Venus, the Roman goddess of love (identified with the Greek Aphrodite), loaned her name to two words of dissimilar meanings: venerable, with its sense of respect because of old age or associated dignity, and venereal, pertaining to sexual love. When the word disease follows venereal, it transforms venereal into a fearful word. Its dictionary definition is «arising from sexual intercourse with an infected person».
A very virulent venereal disease is syphilis, which comes by its name through a Latin poem titled Syphilis, sive Morbus Gallicus («Syphilis, or
the French Disease»), written in 1530 by Girolamo Fracastoro (1483 — 1553), a Veronese physician and poet who was the first known victim of the disease. The poem’s hero, a blasphemous shepherd named Syphilus, so enraged the Sun God that he struck him with a new disease as a punishment: «He first wore buboes dreadful to the sight,/Hrst felt pains and sleepless past the night;/From him the malady received its name». Perhaps the poet was thinking of the Greek suphilos, which means «a lover of pigs».
The most prevalent form of venereal disease is gonorrhea (from the Greek gonos, «that which begets», «a seed», plus rhoia, «a flowing»).
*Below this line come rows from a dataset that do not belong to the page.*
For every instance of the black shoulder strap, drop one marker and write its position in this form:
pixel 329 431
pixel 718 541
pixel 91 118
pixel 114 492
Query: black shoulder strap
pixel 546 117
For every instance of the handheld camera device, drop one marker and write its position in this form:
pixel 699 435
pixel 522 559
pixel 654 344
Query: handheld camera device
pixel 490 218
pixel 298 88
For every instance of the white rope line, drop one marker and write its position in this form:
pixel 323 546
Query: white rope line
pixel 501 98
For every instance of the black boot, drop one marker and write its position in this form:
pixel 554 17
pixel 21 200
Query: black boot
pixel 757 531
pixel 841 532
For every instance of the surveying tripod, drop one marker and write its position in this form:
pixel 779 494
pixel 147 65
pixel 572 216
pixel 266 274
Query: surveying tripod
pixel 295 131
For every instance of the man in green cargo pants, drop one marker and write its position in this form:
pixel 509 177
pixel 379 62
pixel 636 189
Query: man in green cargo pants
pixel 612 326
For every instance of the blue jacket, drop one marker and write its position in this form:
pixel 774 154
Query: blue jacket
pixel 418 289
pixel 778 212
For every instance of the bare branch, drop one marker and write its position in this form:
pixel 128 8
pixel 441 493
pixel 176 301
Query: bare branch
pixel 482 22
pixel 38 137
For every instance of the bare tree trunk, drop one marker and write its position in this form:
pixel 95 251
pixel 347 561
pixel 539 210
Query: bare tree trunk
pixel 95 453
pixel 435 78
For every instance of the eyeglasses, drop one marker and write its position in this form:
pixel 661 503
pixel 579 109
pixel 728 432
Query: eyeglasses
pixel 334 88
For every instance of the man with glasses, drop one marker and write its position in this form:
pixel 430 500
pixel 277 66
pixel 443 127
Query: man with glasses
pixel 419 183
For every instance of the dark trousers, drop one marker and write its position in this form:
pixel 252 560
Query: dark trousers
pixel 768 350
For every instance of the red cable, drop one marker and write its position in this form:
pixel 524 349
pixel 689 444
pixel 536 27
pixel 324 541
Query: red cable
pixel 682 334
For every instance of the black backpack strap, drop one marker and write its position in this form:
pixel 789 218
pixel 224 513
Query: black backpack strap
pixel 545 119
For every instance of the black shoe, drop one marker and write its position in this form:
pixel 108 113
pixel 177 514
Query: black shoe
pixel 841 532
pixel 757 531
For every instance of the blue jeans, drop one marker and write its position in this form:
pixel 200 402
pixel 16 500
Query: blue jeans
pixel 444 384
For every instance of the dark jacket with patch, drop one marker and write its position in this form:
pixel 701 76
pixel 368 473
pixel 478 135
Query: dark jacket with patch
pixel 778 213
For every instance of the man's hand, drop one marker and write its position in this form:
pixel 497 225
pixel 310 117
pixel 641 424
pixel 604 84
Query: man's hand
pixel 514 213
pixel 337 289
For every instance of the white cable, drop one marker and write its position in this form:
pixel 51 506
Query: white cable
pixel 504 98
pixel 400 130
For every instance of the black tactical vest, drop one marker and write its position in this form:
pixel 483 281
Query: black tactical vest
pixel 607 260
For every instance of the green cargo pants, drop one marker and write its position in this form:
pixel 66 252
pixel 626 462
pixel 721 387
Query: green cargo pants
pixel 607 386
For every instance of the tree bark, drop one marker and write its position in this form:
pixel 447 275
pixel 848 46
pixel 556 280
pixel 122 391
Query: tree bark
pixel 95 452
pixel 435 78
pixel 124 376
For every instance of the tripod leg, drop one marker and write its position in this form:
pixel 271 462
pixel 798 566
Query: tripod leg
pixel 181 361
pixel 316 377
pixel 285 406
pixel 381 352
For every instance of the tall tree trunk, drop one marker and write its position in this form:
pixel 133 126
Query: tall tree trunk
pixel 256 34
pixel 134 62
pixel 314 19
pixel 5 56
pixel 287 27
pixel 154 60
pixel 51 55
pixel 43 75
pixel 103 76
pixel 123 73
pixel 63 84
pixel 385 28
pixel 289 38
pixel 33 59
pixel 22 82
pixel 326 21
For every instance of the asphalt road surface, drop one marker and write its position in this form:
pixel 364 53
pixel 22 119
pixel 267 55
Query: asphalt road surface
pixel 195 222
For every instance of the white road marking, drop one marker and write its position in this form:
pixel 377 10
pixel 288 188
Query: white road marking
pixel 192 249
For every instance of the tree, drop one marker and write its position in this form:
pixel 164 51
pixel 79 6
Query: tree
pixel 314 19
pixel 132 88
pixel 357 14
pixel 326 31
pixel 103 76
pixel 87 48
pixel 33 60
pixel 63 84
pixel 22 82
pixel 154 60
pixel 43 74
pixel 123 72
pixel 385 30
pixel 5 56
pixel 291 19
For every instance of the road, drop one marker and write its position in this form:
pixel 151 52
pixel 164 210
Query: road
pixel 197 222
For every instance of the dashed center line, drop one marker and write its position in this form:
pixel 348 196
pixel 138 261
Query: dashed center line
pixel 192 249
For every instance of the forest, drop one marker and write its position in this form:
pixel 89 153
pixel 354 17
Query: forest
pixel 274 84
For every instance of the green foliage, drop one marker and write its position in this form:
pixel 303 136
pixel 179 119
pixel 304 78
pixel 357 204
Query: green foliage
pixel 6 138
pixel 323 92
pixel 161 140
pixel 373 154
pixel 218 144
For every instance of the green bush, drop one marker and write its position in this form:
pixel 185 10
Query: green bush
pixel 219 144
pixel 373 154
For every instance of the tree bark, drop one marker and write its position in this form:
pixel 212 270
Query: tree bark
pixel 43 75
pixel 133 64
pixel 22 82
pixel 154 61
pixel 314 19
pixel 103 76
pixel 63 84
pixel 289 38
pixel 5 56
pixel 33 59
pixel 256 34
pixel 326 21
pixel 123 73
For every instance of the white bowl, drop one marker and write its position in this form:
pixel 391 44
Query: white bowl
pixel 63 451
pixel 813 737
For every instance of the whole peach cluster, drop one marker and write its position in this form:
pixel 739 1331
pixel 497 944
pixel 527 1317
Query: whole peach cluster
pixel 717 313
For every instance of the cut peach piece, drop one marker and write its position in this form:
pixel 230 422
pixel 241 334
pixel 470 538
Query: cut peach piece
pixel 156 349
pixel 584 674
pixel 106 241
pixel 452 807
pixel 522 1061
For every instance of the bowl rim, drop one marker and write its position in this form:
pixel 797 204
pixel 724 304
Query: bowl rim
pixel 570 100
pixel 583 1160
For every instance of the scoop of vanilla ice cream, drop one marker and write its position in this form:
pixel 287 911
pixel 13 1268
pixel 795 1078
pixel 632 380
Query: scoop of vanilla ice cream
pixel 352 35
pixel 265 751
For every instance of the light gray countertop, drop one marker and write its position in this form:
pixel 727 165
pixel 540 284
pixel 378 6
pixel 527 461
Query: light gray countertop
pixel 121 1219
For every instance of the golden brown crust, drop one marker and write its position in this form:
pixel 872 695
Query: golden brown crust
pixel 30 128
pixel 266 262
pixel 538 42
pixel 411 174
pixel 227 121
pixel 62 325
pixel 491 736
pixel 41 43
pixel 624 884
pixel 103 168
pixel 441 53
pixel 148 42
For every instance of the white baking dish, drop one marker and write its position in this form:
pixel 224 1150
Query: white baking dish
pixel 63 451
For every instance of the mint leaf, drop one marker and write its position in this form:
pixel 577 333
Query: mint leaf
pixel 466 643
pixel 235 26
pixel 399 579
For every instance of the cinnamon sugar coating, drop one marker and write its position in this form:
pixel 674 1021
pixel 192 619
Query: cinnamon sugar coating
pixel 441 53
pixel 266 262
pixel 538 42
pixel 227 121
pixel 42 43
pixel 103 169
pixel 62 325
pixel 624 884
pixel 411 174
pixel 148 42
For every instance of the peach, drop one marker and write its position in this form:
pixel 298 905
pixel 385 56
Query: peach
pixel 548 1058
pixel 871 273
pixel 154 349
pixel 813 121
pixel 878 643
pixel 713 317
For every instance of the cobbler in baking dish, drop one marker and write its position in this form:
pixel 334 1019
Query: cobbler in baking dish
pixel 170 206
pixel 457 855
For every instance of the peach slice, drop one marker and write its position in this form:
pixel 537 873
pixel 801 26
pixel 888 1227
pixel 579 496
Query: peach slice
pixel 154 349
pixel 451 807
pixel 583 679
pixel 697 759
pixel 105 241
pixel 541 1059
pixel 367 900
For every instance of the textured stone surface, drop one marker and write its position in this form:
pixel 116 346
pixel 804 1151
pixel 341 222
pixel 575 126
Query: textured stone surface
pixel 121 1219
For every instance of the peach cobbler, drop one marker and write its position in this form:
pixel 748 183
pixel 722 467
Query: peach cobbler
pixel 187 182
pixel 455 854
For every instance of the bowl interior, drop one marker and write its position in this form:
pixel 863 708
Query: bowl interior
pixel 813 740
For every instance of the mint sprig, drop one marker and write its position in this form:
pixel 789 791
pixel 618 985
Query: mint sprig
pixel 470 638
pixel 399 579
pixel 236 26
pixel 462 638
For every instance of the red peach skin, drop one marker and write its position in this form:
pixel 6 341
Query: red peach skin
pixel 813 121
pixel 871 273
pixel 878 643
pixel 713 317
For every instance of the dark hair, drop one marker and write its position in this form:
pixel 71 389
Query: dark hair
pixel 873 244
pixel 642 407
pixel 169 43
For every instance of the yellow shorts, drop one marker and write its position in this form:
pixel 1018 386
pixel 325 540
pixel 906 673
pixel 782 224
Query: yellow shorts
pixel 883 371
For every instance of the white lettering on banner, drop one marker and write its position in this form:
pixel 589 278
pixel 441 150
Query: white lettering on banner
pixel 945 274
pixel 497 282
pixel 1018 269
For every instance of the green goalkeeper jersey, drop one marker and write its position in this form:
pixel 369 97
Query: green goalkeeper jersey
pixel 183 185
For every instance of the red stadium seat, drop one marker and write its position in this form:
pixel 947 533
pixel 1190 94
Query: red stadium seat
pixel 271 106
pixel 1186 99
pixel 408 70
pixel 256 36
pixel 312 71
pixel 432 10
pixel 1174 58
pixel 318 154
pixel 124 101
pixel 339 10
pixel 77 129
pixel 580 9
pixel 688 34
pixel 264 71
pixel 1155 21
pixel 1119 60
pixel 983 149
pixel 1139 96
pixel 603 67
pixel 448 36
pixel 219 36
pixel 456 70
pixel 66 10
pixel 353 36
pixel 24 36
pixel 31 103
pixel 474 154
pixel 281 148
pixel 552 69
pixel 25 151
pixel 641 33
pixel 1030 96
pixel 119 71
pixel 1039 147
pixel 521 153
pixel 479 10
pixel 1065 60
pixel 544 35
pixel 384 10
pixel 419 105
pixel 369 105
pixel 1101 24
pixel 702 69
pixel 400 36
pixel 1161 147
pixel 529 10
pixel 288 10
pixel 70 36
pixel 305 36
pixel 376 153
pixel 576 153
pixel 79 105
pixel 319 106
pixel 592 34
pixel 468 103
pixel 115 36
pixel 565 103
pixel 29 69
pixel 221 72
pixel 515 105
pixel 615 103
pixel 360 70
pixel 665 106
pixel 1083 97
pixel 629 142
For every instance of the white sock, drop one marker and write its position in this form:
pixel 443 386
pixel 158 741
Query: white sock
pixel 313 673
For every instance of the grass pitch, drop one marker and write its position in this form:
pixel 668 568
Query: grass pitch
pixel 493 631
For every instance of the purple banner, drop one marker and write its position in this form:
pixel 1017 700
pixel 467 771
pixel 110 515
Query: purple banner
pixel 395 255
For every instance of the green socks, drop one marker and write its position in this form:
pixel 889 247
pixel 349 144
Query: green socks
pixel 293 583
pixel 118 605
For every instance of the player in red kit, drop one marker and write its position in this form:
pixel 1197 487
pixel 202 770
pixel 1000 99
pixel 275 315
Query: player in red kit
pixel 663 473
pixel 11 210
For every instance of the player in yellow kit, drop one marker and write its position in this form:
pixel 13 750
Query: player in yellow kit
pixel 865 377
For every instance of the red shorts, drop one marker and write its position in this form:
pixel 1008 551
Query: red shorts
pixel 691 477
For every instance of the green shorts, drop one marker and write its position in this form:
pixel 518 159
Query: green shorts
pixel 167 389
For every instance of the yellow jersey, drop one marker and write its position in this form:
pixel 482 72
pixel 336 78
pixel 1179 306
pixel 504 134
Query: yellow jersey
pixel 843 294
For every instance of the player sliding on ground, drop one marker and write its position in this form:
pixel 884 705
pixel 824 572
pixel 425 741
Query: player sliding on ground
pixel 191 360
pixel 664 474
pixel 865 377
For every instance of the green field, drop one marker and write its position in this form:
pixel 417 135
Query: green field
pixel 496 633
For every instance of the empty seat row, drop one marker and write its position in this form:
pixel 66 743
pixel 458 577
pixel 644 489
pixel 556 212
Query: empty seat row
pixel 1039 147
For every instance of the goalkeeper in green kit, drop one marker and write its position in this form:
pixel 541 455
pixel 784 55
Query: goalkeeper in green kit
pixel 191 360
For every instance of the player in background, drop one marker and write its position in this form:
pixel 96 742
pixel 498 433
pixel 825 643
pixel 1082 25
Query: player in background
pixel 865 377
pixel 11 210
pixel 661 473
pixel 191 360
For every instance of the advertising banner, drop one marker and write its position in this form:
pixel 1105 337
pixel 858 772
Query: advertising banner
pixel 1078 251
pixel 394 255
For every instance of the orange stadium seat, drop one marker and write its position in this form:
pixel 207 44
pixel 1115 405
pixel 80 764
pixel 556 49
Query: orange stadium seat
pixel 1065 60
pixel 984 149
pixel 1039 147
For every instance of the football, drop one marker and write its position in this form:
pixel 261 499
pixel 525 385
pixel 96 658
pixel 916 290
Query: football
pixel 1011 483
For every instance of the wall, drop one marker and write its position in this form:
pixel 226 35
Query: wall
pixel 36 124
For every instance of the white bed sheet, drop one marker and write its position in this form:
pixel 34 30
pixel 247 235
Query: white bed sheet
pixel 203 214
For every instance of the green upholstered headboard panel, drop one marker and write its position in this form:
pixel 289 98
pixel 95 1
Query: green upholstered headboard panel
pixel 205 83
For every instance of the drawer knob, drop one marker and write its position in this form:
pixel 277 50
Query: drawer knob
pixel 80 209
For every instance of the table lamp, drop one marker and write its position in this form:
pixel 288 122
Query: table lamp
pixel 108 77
This medical term was coined by an Italian physician in 1530, but it first appeared in print in 1547 in Boorde’s Breviary of Healthe: «The 166 Chaptaires doth shew of a Gomary passion». Gomary was an early name for gonorrhea.
Venereal disease made no distinction among the classes. Some of its distinguished sufferers were Herod, Julius Caesar, three popes, Henry VIII, Ivan the Terrible, Keats, Schubert, Goya, and Goethe.
The goddess Aphrodite also loaned her name to matters pertaining to sexual activity. An aphrodisiac, a drug or food that arouses or increases sexual desire, honors her.